Even where cities have gone under, states have stepped in to make the bondholders whole: “In the past, the bond market's importance motivated officials to do all they could -- including raising taxes and cutting services and personnel -- to make payments. If cities miss payments or show severe fiscal stress, their bond ratings are cut, significantly increasing borrowing costs and making it more difficult to emerge from debt. Even when municipalities file for bankruptcy, ‘the tradition is that bondholders get paid in full,’ said James E. Spiotto, a Chicago lawyer specializing in public financing. ‘The reason is that without access to the bond market, cities can't function.’ When municipalities couldn't help themselves, their states usually stepped in. Cleveland defaulted on more than $15 million in bonds in 1978 but was able to refinance them not long after. Also in the 1970s, New York was lifted from a financial hole with state help. More than a decade later, Pennsylvania bailed out Philadelphia.” The Post. But today, there are 39 states with their own deficits to bear; the luxury of paying off the debts of a defaulting city may no longer be in the cards.

As we look out the window and warily eye European defaults and a moribund domestic real estate market, as we watch the unemployment needle staying in place and the future job picture focus on the lower paying end of the employment spectrum, it’s easy to miss the elephant in the room: the rapidly deteriorating state and local economic options. The feds can increase the money supply (print money); the states and local cities just go under. The impact can shatter any hope for a foreseeable recovery, and only the federal government has the tools to begin to deal with this mega-crisis.

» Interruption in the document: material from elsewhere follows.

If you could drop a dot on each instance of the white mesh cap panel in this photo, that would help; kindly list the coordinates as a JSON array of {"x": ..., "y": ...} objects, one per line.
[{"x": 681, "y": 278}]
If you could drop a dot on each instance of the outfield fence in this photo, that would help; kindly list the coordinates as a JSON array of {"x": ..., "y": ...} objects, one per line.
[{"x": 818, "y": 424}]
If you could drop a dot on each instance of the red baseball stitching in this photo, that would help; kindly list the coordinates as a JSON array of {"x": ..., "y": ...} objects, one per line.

And when you read this little ditty on the federal government that appeared in the June 22nd Los Angeles Times, you’ll feel so much better: “As the Senate scrambles to scale back a $140-billion recession relief bill, the poor, the elderly and the unemployed are bearing the brunt of the squeeze. But NASCAR track developers, movie producers and other special interests are likely to escape unscathed… Those businesses stand to gain $32 billion in tax breaks as part of the bill, which has been stalled for weeks because of rising complaints about deficit spending.

“In the hunt for ways to cut costs, neither party has proposed curbing the panoply of narrow tax preferences, which Congress has routinely extended each year… Instead, Senate leaders have proposed a $25 cut in weekly unemployment benefits; temporarily allowed a 21% cut in Medicare fees for doctors; and are planning to withhold or scale back $24 billion in payments many states expected to help pay for Medicaid for the poor.” Yeah, I didn’t think so!

I’m Peter Dekom, and sometimes the obvious can kill you.